Os nossos bares, ricos em atrações, passaram a oferecer todos os tipos de bebidas, notadamente o vinho, também de todos os países que os produzem e com uma forte preferência pelos portugueses. Eu gozo de alguns novíssimos experts quando exagero em dizer que todos os finais de semana, em que estou no Champs Elisée, procuro ardorosamente um ser respirante que diga:

– Traz um vinho português! Até hoje não vi um portuga pedir um Periquita, Magriço ou Pêra Manca.

A minha Manaus, durante os fins de semana, extrapola no bom gosto das bebidas e dos ritmos que lotam seus bares.
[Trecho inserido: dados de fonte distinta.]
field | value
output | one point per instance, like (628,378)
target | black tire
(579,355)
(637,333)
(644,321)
O Bardot apresenta a qualidade total da Márcia Siqueira, do Kokó Buarque de Holanda, Tiozinho e Pajé, o Buteko da Piscina vai de Marcio Cigano, João Victor e Rodrigo e do Dj Anderson Mix. O espetacular Caldeira, da minha infância, cheio de refrescos de maracujá, caju e buriti, hoje, oferece todas as bebidas do mundo e os melhores acordes do samba, com os meus mestres do “Fino do Samba”. São uns craques. O Gargalo apresenta Darlen Pimenta e Daniel Trindade. O Sr. Garrafas manda de Afonso Rodrigues, o internacional, além de Carlão, o Carlos Braga.

A Luciana Sabor a Mi exagera no bom gosto. Ela coloca para a sua seleta clientela o Multi-Voice Felício. O Felício é um fenômeno da música mundial no coração da Amazônia. É de ficar com queixo caído e virado para o “Star”. O Felício sobra para qualquer bar, restaurante, casa de show ou teatro do nosso Brasil.

Aquele tempo em que ouvíamos que nada existe em Manaus, parece haver ficado muito para trás. Se você estiver com o bolso bem comportado, sendo cliente do Banco do Palocci, da consultoria do Zé Dirceu, da Construtora do Marcelinho ou do Ministério da Propina, também criado por ele, Manaus é uma festa. Sendo um agraciado por qualquer desses cristão e com uma maravilhosa ao seu lado, você certamente acabará no Céu, fazendo um pit-stop no Aphrodite ou no Nirvana, que são do mesmo nível dos cinco estrelas da Barra da Tijuca ou da Zona Rosada da Cidade do México.

Feliz 2017! O Brasil merece.

 

Roberto Caminha Filho, economista, bebedor de suco de limão, está impressionado com os bares da nossa cidade. Volta, João Nogueira!